Real-time Speaker Diarization at Scale

Figure 1: Separating audio streams in real-time

The "Cocktail Party" Problem

Humans are great at focusing on one voice in a noisy room. Computers struggle.
In a mono-channel VoIP call (common in legacy telephony), the Agent and Customer are mixed into one stream.

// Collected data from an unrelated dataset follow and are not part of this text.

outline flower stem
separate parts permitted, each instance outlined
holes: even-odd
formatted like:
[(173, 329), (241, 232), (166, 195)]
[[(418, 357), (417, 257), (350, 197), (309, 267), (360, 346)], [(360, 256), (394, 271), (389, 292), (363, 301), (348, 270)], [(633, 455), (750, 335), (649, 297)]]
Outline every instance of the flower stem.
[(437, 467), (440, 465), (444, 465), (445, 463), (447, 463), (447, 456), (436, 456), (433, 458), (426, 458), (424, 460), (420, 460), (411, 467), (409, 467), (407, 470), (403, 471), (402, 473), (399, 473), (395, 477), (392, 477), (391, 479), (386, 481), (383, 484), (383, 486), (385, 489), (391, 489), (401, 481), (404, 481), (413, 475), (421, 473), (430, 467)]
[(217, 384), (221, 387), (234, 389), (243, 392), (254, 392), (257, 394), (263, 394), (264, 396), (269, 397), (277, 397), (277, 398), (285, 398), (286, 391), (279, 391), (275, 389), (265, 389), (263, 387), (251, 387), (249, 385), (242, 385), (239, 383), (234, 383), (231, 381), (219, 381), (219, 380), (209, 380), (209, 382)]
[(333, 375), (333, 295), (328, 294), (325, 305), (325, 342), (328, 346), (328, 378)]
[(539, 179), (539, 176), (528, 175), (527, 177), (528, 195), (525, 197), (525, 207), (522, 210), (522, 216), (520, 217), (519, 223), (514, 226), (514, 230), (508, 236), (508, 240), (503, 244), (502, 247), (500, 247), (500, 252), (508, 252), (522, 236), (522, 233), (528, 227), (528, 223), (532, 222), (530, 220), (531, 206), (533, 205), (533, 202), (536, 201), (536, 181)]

To build an AI Agent that knows when to interrupt, you must know who is talking.

The Architecture

1. Frame-Level Embedding

We slice audio into 500ms windows and pass them through a lightweight encoder (SpeechBrain ECAPA-TDNN).
Output: A 192-dimensional vector describing the "timbre" of that slice.

2. Hybrid Architecture

We moved away from purely in-app diarization (Pyannote) to a Hybrid Approach:

External Diarization: We ingest pre-diarized segments from high-throughput APIs (like Google speech-to-text or OpenAI).
Internal Verification: We run our 192-dim ECAPA-TDNN verification locally to "double-check" and bind identities to known voice profiles.

3. Latency Constraints

Cloud APIs handle the "Who spoke when?" map.
IdentityCall handles the "Is this Agent X?" verification.

Budget: 50ms processing time per frame for verification.
Optimization: We run the encoder in ONNX Runtime on GPU, quantized to INT8.

Handling Overlap

The hardest part is "Overlapping Speech" (approx 10-15% of a call).
Standard models pick the "loudest" speaker.
We use Multi-Label Diarization, assigning two speaker labels to a single timeframe if the embedding suggests a mix.

Conclusion

Good diarization is the prerequisite for good transcription. If you attribute the Agent's "Hello" to the Customer, your whole context starts broken.